Inoltre, con riferimento al presupposto della tariffa remunerativa, la C.t.r. si è discostata dai canoni giuridici sopra illustrati, nella parte in cui ha affermato che, ai fini dell’esclusione dell’agevolazione fiscale, assume rilevanza la sola circostanza ‘che nei sistemi di remunerazione dei servizi resi in concessione s i tenga conto dei costi in un’ottica di efficienza ed economicità e dell’equilibrio finanziario dell’attività’ . Il giudice di appello non ha indagato la natura remunerativa della tariffa (intesa come la sua idoneità a generare un profitto) e ha ritenuto non dirimente la rilevanza dei costi fiscali, tra i quali figura l’ Irap, in sede di determinazione del corrispettivo tariffario da parte della pubblica amministrazione.

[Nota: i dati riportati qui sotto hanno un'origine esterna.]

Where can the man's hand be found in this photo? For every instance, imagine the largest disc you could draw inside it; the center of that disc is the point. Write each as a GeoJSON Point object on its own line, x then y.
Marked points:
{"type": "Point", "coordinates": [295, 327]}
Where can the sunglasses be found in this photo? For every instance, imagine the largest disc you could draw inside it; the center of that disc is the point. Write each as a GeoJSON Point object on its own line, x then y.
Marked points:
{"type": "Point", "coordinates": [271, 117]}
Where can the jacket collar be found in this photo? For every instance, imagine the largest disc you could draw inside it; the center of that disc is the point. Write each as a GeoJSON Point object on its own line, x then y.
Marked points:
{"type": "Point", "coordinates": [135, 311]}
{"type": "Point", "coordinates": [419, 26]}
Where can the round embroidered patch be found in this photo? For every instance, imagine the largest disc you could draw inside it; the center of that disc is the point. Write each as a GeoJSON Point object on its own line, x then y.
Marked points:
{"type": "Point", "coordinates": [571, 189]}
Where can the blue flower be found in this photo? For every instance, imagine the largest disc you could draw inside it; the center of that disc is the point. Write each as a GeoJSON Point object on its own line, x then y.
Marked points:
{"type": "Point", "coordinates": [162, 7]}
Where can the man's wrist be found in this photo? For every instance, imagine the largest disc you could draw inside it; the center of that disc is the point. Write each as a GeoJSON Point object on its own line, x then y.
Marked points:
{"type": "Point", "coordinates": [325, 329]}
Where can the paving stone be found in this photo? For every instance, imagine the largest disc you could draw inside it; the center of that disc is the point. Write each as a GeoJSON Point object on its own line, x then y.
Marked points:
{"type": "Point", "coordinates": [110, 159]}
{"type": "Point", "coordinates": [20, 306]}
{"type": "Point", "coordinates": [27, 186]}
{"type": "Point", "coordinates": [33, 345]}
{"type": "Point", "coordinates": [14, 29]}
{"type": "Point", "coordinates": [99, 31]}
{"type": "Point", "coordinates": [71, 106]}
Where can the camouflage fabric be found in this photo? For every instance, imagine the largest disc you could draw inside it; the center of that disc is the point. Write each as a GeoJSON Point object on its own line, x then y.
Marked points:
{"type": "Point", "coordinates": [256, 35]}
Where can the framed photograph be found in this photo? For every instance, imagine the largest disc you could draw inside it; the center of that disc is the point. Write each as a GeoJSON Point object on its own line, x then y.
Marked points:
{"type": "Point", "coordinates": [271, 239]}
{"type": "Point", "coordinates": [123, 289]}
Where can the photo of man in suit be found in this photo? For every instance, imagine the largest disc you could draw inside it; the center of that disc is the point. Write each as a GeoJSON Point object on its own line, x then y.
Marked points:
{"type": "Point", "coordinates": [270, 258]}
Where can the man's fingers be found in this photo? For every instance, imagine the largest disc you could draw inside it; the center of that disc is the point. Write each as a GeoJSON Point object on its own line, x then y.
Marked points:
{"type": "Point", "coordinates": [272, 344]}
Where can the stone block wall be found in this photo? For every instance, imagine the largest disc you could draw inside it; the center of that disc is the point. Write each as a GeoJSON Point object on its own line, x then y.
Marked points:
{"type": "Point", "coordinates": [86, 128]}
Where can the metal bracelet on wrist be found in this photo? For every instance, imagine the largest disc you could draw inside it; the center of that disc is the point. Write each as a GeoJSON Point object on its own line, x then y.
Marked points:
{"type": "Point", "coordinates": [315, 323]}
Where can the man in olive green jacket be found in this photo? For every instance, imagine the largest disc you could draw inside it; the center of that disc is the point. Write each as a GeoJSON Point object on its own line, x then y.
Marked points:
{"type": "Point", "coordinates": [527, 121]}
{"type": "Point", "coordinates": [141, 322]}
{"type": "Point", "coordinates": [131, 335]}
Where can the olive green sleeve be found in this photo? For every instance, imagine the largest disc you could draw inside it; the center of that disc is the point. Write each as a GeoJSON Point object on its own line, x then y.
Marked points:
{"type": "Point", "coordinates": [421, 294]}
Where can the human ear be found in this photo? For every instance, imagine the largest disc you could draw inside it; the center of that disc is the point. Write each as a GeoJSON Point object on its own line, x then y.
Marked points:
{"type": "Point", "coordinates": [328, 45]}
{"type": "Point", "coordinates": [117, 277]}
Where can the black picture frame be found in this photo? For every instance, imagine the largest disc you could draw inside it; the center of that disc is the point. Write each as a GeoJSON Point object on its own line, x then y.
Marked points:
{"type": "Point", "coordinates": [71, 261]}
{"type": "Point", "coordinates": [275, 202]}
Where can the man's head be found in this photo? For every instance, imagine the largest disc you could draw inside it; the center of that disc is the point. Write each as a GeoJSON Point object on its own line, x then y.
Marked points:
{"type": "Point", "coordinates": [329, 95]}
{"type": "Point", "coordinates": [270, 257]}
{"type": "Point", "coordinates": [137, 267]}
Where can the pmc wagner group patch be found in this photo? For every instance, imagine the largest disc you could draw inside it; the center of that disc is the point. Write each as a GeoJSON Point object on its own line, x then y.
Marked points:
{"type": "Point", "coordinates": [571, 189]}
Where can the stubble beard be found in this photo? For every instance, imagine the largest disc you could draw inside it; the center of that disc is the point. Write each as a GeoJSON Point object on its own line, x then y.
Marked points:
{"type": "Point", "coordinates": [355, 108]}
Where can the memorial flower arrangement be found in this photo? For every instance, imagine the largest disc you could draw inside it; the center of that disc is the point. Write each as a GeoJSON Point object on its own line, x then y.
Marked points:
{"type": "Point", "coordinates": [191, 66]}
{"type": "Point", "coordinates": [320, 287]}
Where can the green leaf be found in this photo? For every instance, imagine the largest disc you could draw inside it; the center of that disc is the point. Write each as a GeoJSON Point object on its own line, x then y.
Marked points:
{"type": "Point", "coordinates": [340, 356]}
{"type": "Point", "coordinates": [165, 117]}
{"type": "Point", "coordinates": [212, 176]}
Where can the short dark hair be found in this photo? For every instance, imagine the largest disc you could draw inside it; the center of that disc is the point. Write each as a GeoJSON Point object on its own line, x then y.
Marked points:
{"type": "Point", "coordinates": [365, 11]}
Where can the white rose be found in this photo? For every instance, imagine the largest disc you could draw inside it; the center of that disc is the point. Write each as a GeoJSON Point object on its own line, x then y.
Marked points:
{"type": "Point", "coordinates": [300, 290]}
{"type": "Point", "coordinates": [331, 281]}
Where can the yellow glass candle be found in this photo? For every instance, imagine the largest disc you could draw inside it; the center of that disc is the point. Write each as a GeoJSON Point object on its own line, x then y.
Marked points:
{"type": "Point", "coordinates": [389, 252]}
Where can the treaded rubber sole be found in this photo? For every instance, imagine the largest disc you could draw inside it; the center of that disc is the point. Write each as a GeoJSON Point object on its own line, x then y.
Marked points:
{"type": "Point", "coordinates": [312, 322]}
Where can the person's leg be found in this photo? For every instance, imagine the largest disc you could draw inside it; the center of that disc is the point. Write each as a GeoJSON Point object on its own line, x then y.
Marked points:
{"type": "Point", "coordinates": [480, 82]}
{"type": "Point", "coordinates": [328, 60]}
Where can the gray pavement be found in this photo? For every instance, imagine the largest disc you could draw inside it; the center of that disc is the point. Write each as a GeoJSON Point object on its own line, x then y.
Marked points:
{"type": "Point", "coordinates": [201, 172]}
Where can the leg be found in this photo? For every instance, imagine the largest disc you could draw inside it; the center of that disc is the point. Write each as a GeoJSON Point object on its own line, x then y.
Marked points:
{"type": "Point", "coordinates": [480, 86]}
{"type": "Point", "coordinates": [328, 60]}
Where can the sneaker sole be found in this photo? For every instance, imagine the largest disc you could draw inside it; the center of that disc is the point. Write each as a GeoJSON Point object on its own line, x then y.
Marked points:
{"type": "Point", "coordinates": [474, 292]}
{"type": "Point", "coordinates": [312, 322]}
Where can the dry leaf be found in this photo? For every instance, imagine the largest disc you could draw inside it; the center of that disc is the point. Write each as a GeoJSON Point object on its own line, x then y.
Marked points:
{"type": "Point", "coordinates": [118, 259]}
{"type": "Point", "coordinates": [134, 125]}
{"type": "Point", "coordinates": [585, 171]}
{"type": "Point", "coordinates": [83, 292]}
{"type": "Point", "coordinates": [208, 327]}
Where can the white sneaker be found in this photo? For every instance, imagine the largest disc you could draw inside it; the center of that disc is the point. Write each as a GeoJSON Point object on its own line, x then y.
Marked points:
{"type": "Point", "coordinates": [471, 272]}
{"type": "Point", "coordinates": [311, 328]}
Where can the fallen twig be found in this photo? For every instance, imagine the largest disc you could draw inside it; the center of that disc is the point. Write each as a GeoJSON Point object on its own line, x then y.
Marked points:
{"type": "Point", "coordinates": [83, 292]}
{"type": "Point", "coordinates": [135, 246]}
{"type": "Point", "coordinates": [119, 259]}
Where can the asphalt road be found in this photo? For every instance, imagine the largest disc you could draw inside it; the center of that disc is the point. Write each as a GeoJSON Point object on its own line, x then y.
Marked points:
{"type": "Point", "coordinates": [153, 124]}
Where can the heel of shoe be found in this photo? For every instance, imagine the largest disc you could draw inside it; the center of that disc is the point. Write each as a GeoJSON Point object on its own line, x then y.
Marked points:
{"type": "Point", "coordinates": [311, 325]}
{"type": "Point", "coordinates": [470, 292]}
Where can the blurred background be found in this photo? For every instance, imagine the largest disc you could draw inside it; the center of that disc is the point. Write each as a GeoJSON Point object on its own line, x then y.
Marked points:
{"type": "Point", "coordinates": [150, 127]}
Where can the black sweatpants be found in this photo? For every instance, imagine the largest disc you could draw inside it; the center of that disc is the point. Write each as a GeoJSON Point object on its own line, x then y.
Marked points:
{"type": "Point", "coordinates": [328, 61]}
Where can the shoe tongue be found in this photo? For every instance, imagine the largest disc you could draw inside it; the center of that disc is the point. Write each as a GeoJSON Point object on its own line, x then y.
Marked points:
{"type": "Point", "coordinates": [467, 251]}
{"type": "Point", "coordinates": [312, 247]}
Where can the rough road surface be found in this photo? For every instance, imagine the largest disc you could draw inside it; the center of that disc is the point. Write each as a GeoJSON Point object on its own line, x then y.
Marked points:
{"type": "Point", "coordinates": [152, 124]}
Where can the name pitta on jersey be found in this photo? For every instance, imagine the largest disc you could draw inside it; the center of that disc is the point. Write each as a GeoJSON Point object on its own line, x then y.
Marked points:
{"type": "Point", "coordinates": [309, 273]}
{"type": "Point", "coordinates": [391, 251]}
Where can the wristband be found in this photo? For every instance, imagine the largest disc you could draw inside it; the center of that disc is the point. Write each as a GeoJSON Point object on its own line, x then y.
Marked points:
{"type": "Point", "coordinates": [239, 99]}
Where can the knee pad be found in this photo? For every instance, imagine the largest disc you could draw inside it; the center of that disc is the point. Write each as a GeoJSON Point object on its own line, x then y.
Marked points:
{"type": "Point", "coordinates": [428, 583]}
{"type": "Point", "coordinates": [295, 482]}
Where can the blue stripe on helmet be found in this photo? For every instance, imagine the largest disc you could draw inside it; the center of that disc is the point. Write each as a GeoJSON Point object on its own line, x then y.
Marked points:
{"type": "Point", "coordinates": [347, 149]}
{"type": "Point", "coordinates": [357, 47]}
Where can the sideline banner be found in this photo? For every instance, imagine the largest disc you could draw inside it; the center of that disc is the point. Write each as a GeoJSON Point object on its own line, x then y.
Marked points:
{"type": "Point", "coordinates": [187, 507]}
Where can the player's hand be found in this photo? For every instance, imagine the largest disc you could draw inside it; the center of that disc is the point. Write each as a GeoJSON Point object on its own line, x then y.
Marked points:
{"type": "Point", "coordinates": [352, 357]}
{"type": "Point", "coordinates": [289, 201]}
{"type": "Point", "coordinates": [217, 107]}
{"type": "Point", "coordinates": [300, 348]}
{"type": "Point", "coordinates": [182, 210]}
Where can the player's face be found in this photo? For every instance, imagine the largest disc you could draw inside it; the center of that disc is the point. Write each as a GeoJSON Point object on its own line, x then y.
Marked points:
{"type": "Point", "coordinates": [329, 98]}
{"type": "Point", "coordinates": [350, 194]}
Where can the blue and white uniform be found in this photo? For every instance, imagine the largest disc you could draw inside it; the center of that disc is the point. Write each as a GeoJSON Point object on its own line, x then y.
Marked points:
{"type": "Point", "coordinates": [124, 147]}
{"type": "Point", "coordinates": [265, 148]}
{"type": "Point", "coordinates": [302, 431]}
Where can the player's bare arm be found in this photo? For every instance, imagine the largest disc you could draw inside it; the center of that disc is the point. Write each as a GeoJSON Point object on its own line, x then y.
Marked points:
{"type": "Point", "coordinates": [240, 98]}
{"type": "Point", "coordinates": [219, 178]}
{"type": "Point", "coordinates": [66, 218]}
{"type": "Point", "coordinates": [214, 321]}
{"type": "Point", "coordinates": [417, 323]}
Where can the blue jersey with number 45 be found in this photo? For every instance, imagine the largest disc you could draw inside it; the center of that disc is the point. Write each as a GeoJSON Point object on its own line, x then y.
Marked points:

Pertanto, la C.t.r., nel giudizio di rinvio, dovrà riesaminare la vicenda e verificare se la società RAGIONE_SOCIALE abbia o meno diritto al beneficio fiscale, attenendosi ai principi di diritto sopra enucleati.
Ne consegue che il ricorso è accolto e la sentenza impugnata è cassata, con rinvio alla Corte di giustizia tributaria di secondo grado dell’Abruzzo, in diversa composizione, alla quale si demanda di provvedere anche sulle spese del giudizio di legittimità.
P.Q.M.
La Corte accoglie il ricorso, cassa la sentenza impugnata e rinvia alla con rinvio alla Corte di giustizia tributaria di secondo grado dell’Abruzzo, in diversa composizione, alla quale demanda di provvedere anche sulle spese del giudizio di legittimità.
Così deciso in Roma, il 19 febbraio 2025.